Discussion in 'Assessment' started by Stuch, Oct 12, 2018.

  1. Stuch

    Stuch New commenter

    Hi, we are considering changing our marking policy, with more of a focus on ongoing verbal feedback rather than written comments. Would love to see this in action. I was wondering if there are any schools in the Midlands that are using verbal feedback over traditional marking methods that would be happy to share their experience?
     
  2. elder_cat

    elder_cat Established commenter

    Providing feedback to students allows the students to gauge how well they are doing, check their understanding, and improve. But just as important in the age of the tick box, it provides proof that you are supporting the students in their learning.

    The potential issue with using verbal feedback exclusively, is how to provide the evidence of having given them the feedback. If you are talking about giving the feedback in electronic format (ie, a recording of some description), then you have something to verify you have given the feedback. But I'm not sure where you would stand with having recordings of student feedback, in terms of GDPR ?

    If it's simply given in verbal form direct to the student, they can if they wish to, deny having been given it.
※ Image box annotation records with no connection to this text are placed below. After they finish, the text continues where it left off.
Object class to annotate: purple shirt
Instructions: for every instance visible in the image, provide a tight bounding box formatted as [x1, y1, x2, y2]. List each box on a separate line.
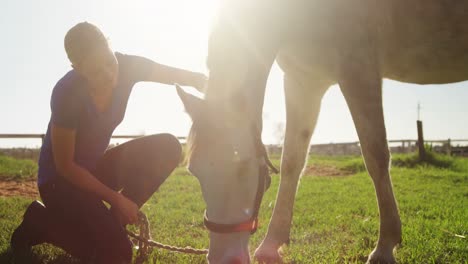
[38, 53, 155, 186]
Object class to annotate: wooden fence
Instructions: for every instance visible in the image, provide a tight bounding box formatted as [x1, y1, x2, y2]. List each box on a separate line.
[0, 134, 468, 160]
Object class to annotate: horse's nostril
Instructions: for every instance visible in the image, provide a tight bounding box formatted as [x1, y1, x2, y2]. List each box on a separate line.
[228, 257, 245, 264]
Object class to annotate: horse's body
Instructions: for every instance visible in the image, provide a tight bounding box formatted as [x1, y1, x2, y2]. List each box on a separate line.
[177, 0, 468, 263]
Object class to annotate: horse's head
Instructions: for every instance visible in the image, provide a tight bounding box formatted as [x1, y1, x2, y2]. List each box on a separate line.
[178, 84, 276, 263]
[178, 0, 276, 263]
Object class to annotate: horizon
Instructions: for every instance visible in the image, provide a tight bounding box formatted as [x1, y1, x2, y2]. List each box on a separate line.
[0, 0, 468, 148]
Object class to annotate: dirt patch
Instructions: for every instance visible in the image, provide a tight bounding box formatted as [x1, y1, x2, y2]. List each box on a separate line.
[0, 179, 39, 198]
[304, 165, 353, 176]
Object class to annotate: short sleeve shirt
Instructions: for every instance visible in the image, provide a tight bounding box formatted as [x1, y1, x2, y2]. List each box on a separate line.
[38, 53, 154, 186]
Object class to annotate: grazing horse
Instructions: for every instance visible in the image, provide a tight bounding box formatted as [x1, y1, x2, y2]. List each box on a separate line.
[178, 0, 468, 263]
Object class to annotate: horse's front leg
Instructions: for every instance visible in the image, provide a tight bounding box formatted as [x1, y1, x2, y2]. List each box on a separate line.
[340, 61, 401, 263]
[255, 74, 330, 263]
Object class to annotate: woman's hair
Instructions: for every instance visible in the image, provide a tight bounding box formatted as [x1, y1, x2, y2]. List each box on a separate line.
[64, 22, 109, 64]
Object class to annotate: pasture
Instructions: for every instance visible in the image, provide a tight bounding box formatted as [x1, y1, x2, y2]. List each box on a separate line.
[0, 154, 468, 263]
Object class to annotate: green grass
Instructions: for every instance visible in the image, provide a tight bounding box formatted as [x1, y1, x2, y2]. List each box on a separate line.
[0, 155, 468, 263]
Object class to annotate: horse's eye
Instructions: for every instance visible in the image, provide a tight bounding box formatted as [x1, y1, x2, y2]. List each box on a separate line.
[237, 160, 249, 178]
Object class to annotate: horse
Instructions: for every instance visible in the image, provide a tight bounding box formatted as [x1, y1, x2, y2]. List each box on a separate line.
[177, 0, 468, 263]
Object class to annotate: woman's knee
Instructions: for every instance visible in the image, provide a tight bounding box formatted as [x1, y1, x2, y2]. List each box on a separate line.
[154, 133, 182, 168]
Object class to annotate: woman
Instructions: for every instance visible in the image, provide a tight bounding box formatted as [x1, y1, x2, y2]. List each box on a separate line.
[11, 22, 206, 263]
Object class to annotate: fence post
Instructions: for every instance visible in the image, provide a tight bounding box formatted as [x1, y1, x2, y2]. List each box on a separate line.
[416, 120, 426, 160]
[447, 138, 452, 156]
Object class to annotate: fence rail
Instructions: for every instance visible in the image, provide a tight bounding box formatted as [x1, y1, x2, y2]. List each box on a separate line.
[0, 134, 468, 157]
[0, 134, 186, 142]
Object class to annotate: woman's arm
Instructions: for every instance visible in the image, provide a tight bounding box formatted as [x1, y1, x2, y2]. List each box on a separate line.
[131, 56, 207, 91]
[51, 124, 138, 224]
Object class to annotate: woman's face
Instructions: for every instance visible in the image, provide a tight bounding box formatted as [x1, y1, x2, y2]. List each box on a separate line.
[73, 47, 119, 90]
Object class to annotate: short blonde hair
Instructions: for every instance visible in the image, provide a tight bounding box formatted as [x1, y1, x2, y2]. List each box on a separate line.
[64, 22, 109, 64]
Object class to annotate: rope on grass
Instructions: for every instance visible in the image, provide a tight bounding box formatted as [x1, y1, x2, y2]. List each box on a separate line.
[127, 211, 208, 264]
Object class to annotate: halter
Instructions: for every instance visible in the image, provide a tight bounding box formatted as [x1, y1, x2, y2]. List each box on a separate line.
[204, 129, 279, 234]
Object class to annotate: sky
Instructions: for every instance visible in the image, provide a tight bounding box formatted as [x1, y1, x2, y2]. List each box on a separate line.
[0, 0, 468, 148]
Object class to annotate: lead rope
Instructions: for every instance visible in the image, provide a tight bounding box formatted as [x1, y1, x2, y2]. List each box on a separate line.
[127, 211, 208, 264]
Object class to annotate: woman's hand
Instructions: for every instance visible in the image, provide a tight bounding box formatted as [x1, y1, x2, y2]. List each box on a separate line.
[192, 73, 208, 93]
[111, 193, 139, 225]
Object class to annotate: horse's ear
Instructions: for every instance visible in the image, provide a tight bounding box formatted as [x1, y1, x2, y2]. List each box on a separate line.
[175, 84, 203, 121]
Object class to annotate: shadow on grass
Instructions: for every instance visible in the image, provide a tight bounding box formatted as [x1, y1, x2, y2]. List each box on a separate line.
[0, 248, 79, 264]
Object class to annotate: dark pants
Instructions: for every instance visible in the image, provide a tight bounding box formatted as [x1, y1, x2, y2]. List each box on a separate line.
[39, 134, 181, 263]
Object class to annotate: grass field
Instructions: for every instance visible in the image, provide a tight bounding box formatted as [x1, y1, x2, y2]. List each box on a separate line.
[0, 152, 468, 263]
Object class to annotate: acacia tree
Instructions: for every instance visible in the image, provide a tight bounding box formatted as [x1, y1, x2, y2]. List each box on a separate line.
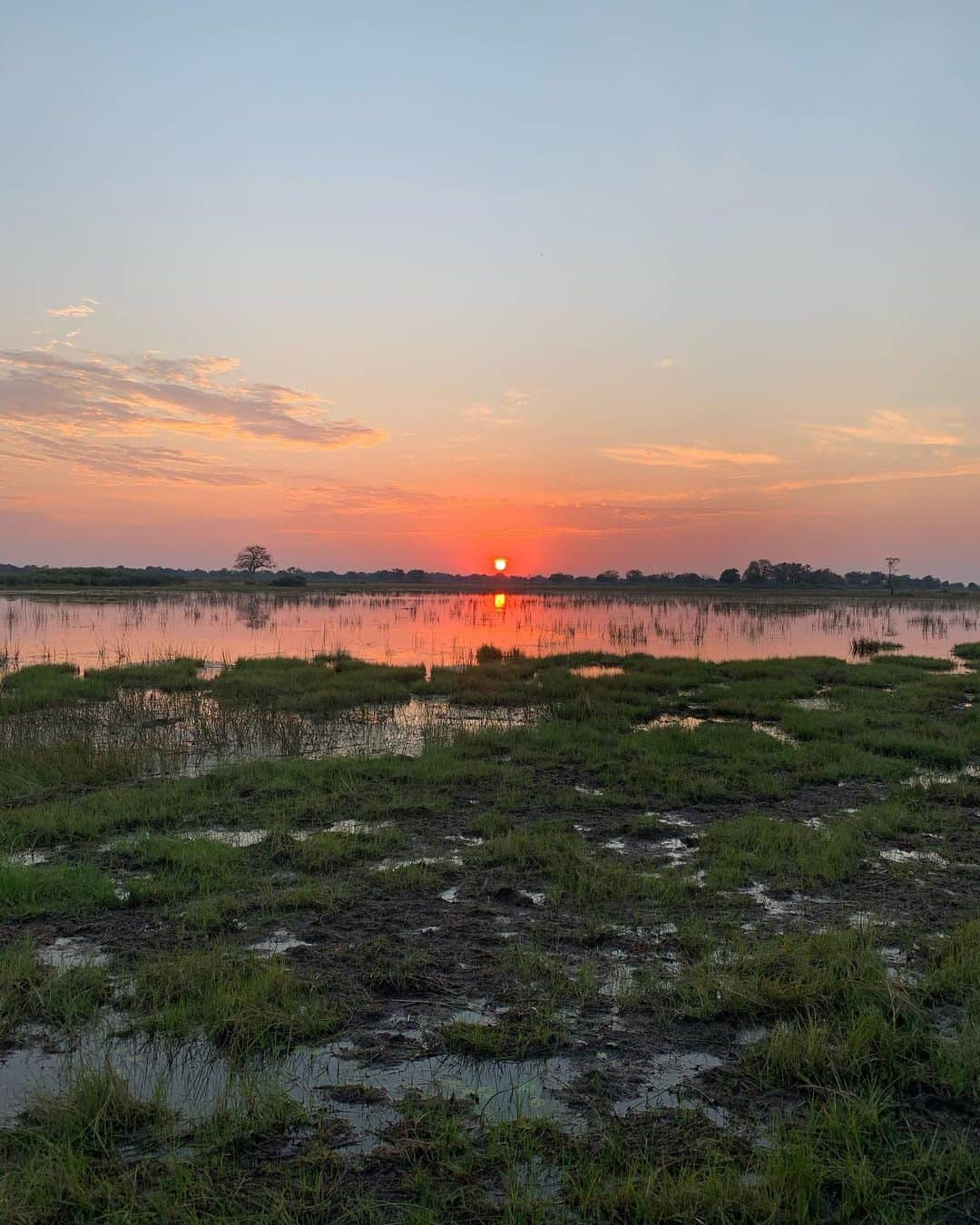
[885, 557, 902, 595]
[234, 544, 276, 574]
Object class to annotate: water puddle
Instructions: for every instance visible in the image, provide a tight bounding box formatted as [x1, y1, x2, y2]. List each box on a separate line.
[612, 1051, 724, 1119]
[568, 664, 626, 680]
[0, 1013, 571, 1148]
[175, 828, 269, 850]
[878, 847, 949, 867]
[38, 936, 109, 970]
[0, 690, 542, 777]
[328, 817, 392, 840]
[902, 766, 980, 787]
[7, 847, 57, 867]
[789, 694, 834, 710]
[249, 927, 310, 956]
[633, 714, 799, 745]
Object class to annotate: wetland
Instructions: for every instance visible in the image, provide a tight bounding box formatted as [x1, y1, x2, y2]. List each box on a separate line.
[0, 593, 980, 1222]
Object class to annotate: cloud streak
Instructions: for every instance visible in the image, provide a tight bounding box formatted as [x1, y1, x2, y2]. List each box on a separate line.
[601, 444, 779, 468]
[48, 298, 98, 318]
[0, 350, 387, 448]
[805, 408, 963, 447]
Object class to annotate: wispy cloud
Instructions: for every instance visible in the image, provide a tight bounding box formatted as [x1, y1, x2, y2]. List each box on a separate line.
[805, 408, 963, 447]
[459, 387, 531, 425]
[0, 430, 267, 487]
[48, 298, 99, 318]
[601, 444, 779, 468]
[0, 349, 387, 448]
[760, 461, 980, 494]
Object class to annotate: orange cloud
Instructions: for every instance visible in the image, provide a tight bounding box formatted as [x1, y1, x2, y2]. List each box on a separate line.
[0, 350, 387, 448]
[599, 444, 779, 468]
[48, 298, 98, 318]
[805, 408, 963, 447]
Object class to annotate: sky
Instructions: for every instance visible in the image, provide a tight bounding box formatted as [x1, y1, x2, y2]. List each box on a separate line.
[0, 0, 980, 580]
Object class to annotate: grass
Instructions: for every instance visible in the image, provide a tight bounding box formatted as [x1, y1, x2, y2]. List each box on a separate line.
[132, 945, 349, 1057]
[0, 644, 980, 1225]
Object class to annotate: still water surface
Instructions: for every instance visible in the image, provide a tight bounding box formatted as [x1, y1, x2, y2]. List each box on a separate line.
[0, 592, 980, 668]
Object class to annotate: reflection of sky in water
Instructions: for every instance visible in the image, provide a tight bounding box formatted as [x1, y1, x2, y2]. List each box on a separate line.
[0, 690, 538, 774]
[0, 592, 980, 664]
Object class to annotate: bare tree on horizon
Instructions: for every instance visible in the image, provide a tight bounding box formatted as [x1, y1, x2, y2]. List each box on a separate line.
[234, 544, 276, 574]
[885, 557, 902, 595]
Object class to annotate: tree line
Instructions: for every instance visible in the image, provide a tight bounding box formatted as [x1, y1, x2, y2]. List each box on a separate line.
[0, 555, 980, 592]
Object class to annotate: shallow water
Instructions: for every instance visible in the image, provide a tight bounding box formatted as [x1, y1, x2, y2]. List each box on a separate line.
[0, 690, 540, 776]
[0, 591, 980, 666]
[0, 1017, 583, 1147]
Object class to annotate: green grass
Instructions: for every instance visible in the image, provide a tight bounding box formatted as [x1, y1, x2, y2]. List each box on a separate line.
[0, 861, 122, 919]
[0, 644, 980, 1225]
[131, 945, 349, 1056]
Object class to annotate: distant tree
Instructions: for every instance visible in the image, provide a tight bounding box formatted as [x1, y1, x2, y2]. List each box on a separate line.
[742, 557, 773, 587]
[234, 544, 276, 574]
[885, 557, 902, 595]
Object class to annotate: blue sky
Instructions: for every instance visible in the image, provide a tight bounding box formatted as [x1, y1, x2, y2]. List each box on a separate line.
[0, 3, 980, 568]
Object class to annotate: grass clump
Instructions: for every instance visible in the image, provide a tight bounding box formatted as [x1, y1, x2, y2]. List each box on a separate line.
[132, 946, 349, 1054]
[211, 655, 425, 715]
[0, 861, 122, 919]
[440, 1005, 567, 1060]
[700, 812, 865, 888]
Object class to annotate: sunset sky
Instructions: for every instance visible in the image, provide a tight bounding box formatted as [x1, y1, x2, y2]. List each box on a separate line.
[0, 0, 980, 580]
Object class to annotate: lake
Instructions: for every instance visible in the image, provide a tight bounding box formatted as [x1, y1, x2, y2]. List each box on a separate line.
[0, 589, 980, 669]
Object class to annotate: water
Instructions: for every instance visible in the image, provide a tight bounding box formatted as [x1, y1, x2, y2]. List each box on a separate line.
[0, 591, 980, 670]
[0, 690, 540, 776]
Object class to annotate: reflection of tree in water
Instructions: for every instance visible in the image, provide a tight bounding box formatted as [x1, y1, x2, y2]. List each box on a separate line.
[235, 599, 272, 630]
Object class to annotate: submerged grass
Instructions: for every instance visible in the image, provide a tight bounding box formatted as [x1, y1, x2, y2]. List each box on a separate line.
[0, 644, 980, 1225]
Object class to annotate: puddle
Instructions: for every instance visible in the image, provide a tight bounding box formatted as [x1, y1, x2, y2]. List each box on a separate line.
[752, 721, 800, 748]
[0, 690, 542, 777]
[636, 714, 720, 731]
[175, 829, 269, 849]
[328, 817, 392, 840]
[38, 936, 109, 970]
[0, 1017, 571, 1148]
[633, 714, 799, 745]
[902, 766, 980, 787]
[249, 927, 310, 956]
[878, 847, 949, 867]
[371, 851, 463, 872]
[643, 812, 694, 829]
[599, 949, 640, 1000]
[7, 847, 57, 867]
[739, 881, 800, 919]
[612, 1051, 724, 1119]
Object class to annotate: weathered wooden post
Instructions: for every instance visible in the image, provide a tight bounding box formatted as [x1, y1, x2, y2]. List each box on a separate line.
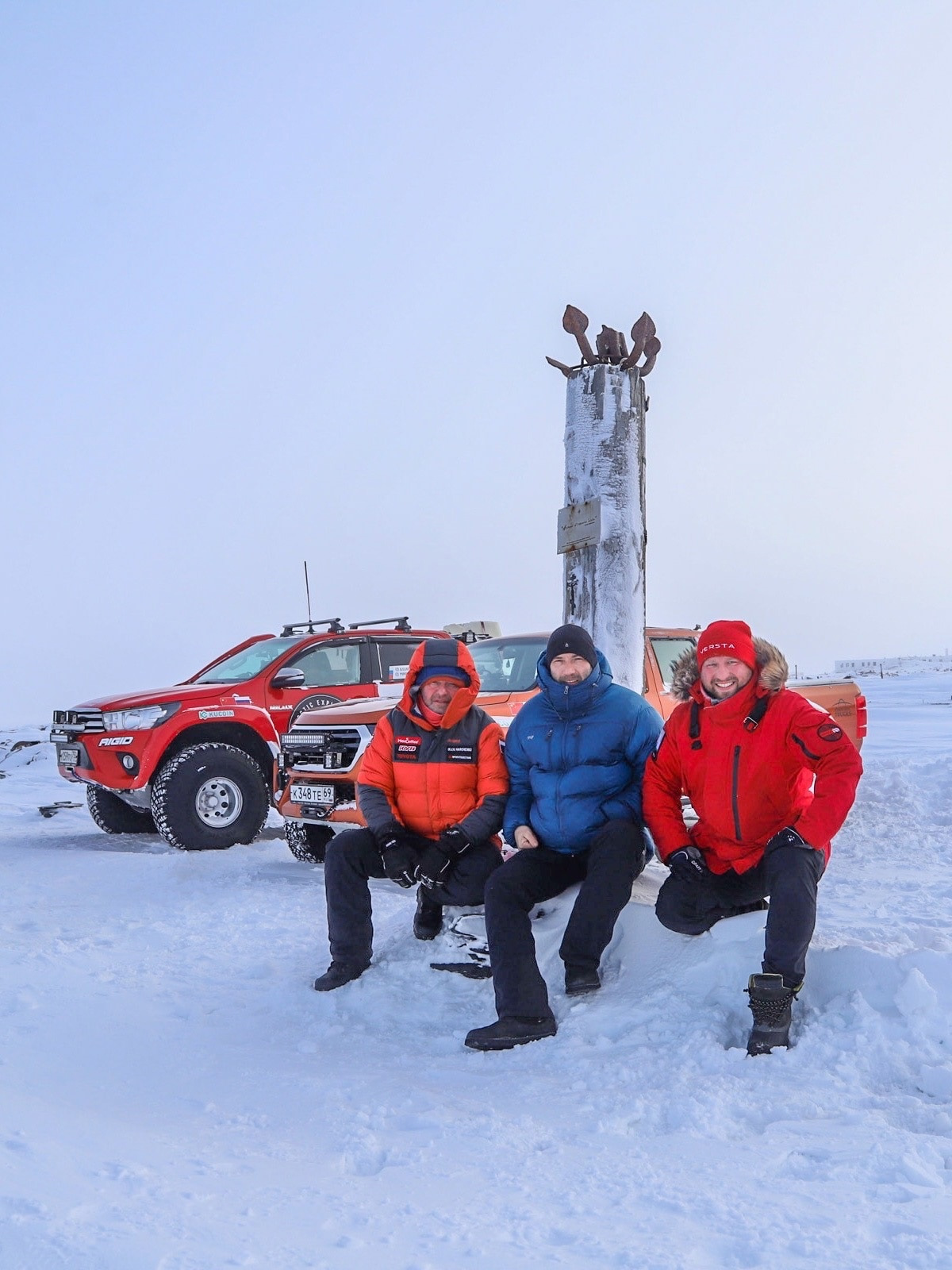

As a compromise, perhaps you could use some form of 'text-to-speech' application, which would allow the students to access a spoken version of the comments you've written on their work. Using language appropriate to the individual student could come under the heading of differentiation, for any students who struggle with reading/comprehension.

    I had a colleague who regularly used a form of dictation software, to produce comments on students' work. It saved a lot of typing, and meant he could give the feedback to the students in audio format. That was helpful for him, because many of his students tended to be at the lower end of the spectrum of ability. But there's quite an investment required, in terms of how much time you need to spend 'training' the program to recognise your own voice, and getting used to providing your input in the form the program expects it to be in.
     
  3. sparkleghirl

    sparkleghirl Star commenter

    How sad that rather than wondering which kind of feedback best helps the students, we are worrying about how to prove we've done it.
     
    minnie me likes this.
  4. elder_cat

    elder_cat Established commenter

    You're right, it is sad we've ended up there, and I wasn't suggesting for a moment we shouldn't provide feedback in whatever form best suits the individual student. But in an environment saturated with quality control and quality assurance measures of one sort or another, the ability to verify that you are actually doing what you say you are doing, is not a bad thing. It's as much about disproving an accusation of not having done it, as it is about proving we did do it. If teachers were trusted more it wouldn't be an issue, but with the blame culture we seem to have adopted, it's just another form of insurance.
     
  5. sparkleghirl

    sparkleghirl Star commenter

    I know you weren't, it was a gripe at the situation we find ourselves in and those who've caused it, not a criticism of you.
    Poor kids.
     
  6. rustyfeathers

    rustyfeathers Occasional commenter

    I've been in a situation before with a lazy A-level class I was covering for a few weeks where I'd sit and painstakingly give VFB each lesson whilst they worked on their stories and commentaries on the computer. A few ignored me, got a bad mark, and then complained I'd never helped them at all. My word vs theirs - and could have gone badly had it been a different type of school/HoD. They got told off; I got the invaluable advice that VFB needs to be logged *somehow* to protect yourself from this nonsense. I still do VFB now, but I don't count it as part of the "you must give feedback at X frequency" thing - it's an extra.